En 1975, à la demande de Georges Wolinski, Jean-Pierre Andrevon a fourni pour Charlie Hebdo, auquel il collaborait depuis 1971, douze nouvelles. A l’origine il y en avait une vingtaine, mais peut-être le côté irrévérencieux de certains textes a fait que certaines ont été écartées par manque de place ou parce que le Professeur Choron, qui alors était aux manettes de ce magazine satirique, ne les avait pas appréciées.
L’on constatera que plus de quarante ans plus tard, elles n’ont pas perdu de leur virulence et que les hommes politiques sont toujours aussi méprisants et arrogants que dans les années 70, quoi que puissent en dire ou faire nos dirigeants.
Ces nouvelles et d’autres avaient été éditées par Lionel Hoebeke, dans la collection Changer de fiction au Dernier Terrain Vague, vingt-sept au total. Les années ont passé, et il était juste et nécessaire de les ressortir de l’oubli, de les retravailler, de leur insuffler un petit goût de jeunesse en les adaptant à notre époque, et, en compagnie de quelques inédits, les voilà qui s’offrent à vous, pour vous faire sourire tout en vous confortant dans votre idée du malaise actuel et de votre rejet d’une certaine forme, voire d’une forme certaine, de la politique. Je ne veux pas vous laisser croire que je pense que c’était mieux avant, mais au moins est-on tenter de dire que ce n’était pas pire.
Une colère lucide et désabusée, une violence traitée par la dérision, la causticité et l’ironie acerbe, animent Jean-Pierre Andrevon lorsqu’il rédige ces textes avec une plume trempée dans le vitriol.
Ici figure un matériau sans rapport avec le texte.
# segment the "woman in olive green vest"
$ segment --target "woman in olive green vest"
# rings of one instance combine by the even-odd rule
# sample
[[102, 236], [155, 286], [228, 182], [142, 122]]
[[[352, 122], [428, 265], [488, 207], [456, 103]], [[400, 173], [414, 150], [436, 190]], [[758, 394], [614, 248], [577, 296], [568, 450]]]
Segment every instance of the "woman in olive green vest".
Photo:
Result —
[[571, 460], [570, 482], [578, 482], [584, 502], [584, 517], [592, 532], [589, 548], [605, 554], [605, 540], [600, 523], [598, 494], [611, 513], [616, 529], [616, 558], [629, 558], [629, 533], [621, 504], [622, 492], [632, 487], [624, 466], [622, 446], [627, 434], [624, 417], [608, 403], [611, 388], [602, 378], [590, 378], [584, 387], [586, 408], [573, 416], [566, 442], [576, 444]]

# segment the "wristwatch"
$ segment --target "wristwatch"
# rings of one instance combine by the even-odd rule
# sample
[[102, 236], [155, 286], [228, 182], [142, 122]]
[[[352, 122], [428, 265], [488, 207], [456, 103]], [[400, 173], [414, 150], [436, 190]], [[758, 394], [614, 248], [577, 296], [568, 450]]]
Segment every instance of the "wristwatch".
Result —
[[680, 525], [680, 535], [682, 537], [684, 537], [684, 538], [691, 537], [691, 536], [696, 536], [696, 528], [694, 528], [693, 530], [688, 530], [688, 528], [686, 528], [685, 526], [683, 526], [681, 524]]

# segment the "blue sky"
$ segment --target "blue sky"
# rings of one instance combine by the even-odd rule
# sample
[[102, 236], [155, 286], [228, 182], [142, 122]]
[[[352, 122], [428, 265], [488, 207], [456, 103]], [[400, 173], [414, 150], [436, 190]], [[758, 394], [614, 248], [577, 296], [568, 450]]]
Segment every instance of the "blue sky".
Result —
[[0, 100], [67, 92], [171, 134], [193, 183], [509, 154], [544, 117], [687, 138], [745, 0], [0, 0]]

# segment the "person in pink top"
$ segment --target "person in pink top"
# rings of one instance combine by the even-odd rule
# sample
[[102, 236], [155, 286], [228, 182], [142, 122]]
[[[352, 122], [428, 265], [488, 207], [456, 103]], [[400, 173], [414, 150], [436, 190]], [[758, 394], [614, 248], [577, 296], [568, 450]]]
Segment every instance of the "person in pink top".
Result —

Quel que soit le thème traité, des thèmes qui, je me répète, sont toujours d’actualité et prennent encore plus de force au fur et à mesure que le temps passe.
Dans Le pet par exemple, pet n’étant pas dans l’esprit du scripteur cette flatulence parfois nauséabonde qui émane d’une digestion mal canalisée mais signifie faire le guet, nous sommes en présence d’un flic qui doit surveiller les abords d’une banque susceptible d’être braquée. Et à la moindre approche d’une personne, ou d’un groupe de personnes, qu’il juge suspect, ce policier n’hésite pas à user de son arme, au grand plaisir des badauds qui applaudissent. Mais à chaque fois il s’agit d’une bavure. Et lorsque la journée se termine et qu’enfin des hommes, habillés comme des actionnaires, pense-t-il, s’introduisent dans l’établissement, il ne réagit pas. L’heure de sa fin de service vient de sonner. Naturellement s’il encourt les blâmes de sa hiérarchie, ce ne sont pas pour les motifs décrits. Et la sanction sera à la hauteur financière de ses méprises. A noter que pour se fondre dans l’actualité, l’auteur précise que ce policier a prénommé l’un de ses enfants, le petit dernier, Emmanuel en l’honneur du président. Fayot !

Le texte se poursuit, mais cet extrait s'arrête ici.